I remember whenever my sister and I visited Grandma, she would sing us to sleep at night with songs like, “I’m forever blowing bubbles,” and “Oh where, oh where has my little dog gone…” I would awaken every morning to the chime of Grandma’s grand old clock, its tone as deep and rich as Grandfather’s voice.
At sunup, Grandma prepared sausage, toast and oatmeal for our breakfast. My sister and I made sausage sandwiches and added brown sugar and milk to our oatmeal. Afterwards we helped wash and dry the dishes.
I hold the yellow bone in my hand, turning it over and over and feeling its sharp brittle edges with my thumb. I think about that Thanksgiving 1977. I was 13. Grandfather had already passed away from pancreatic cancer, and Grandmother was visiting for the holidays.

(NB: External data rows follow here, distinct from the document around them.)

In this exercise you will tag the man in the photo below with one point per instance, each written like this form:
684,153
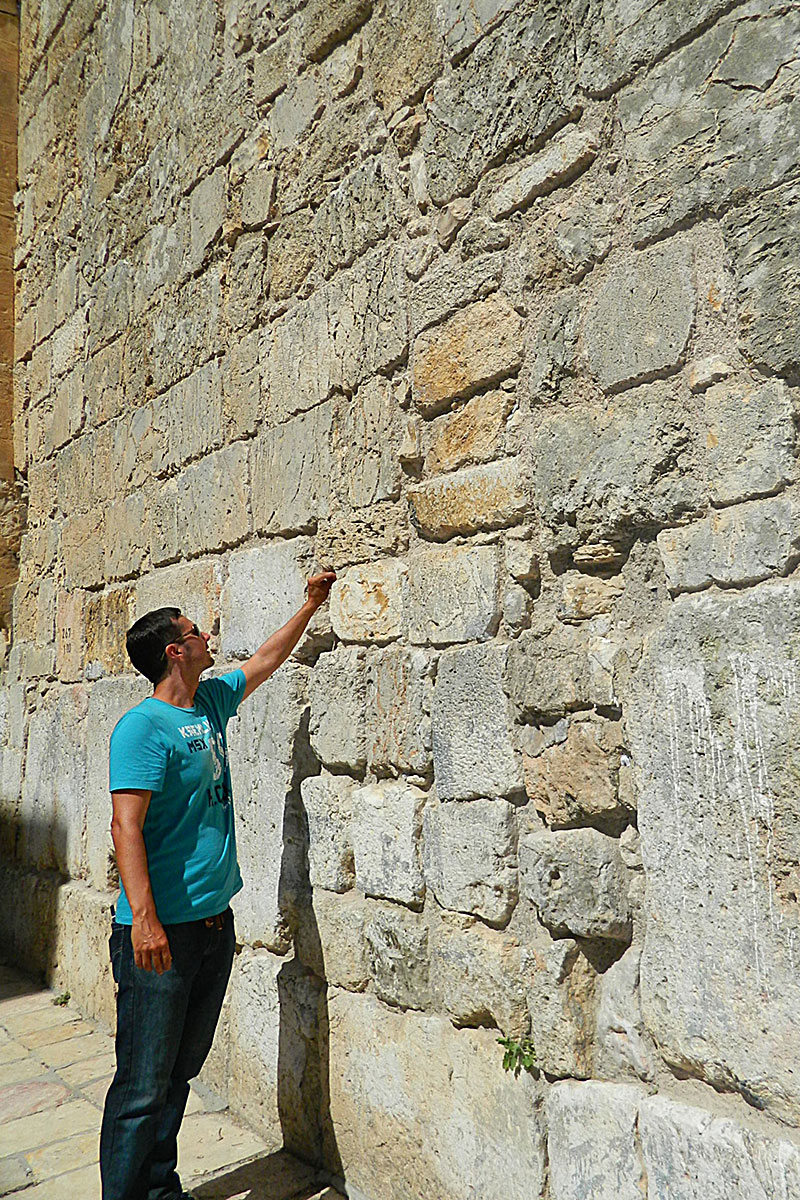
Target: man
173,935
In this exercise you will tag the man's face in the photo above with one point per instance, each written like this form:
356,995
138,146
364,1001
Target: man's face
194,643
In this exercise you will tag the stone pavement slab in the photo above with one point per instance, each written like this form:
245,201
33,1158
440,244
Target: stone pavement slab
54,1072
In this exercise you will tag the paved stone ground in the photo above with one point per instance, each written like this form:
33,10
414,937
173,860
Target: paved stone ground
54,1071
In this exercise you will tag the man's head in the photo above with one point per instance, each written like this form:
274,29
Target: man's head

My sister and I jumped out of bed on Thanksgiving Day and headed to the living room to watch Macys’ Thanksgiving Day Parade. When the parade was over, we relinquished our spot on the sofa to Dad for a day of football-watching.
Mother and Grandma had begun their day much earlier. They awoke at dawn to begin cooking the holiday feast. I remember watching Mom’s delicate fingers crumble the cornbread she had baked the night before into a large bowl to make stuffing.
Grandma prepared the crusts for the fresh mincemeat and pumpkin pies. I volunteered to mix the whipped topping; I tasted the cold, sweet cream with my finger when no one was looking. After the turkey had been baking for some time, the pies, bread and sweet potatoes took their positions around it, like a chorus line encompassing a soloist. The sweet aroma of food swept through the house and out the open windows into the neighborhood where it mixed with the smells of other households. We could hear the laughter of children playing ball in the neighbor’s yard.
By the time the feast was ready, my sister and I sat at the table, napkins in laps and tummies aching. We called Dad away from the TV and gave thanks to the Lord before digging in. Our Dachshund, Doxie, sat on the floor nearby, tail wagging, waiting to see if someone might accidentally drop a bite.
None of us knew it then, but that holiday past was a special day. It was the last holiday we would dine together with our Grandma Snyder. She passed away that next September.
As 2008 draws to a close, take a moment to tell your dear ones how much they mean to you. It can be as simple as saying, “I love you.” You never know if you’ll ever get another chance.
Happy New Year, dear Readers, from Spouser, Mindy, Cheech pup, all our kitties and me!